Delivering judgment on Friday, Justice Ladiran Akintola upheld the convention in its entirety, ruling that it was conducted in full compliance with the relevant constitutional and statutory provisions governing party elections in Nigeria.

The decision marked a significant legal victory for the party’s leadership and brought clarity to the dispute surrounding the convention’s legitimacy.

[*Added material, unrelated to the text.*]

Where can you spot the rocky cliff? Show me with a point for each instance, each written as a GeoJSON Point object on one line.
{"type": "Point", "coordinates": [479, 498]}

The ruling followed an amended originating summons filed by Misibau Adetunmbi (SAN) on behalf of the claimant, Folahan Malomo Adelabi, in Suit No. I/1336/2025.

In a comprehensive judgment, the court granted all 13 reliefs sought by the claimant, effectively endorsing the processes and outcomes of the Ibadan convention.

Justice Akintola held that the convention, organised by the recognised leadership of the party, satisfied all laid-down legal requirements as stipulated in the 1999 Constitution of the Federal Republic of Nigeria, the Electoral Act 2022 (as amended), and the relevant provisions of the Electoral Act 2026.

The court found no breach of due process or statutory non-compliance in the conduct of the exercise.

In the same proceedings, the court dismissed the Motion on Notice seeking a stay of proceedings and suspension of the ruling, filed by Sunday Ibrahim (SAN) on behalf of Austin Nwachukwu and two others. The applications were described as lacking merit.

Earlier in the proceedings, the court had also rejected a bid by Ibrahim to have his clients joined in the suit.

Justice Akintola ruled at the time that the joinder application was unsubstantiated and consequently dismissed it.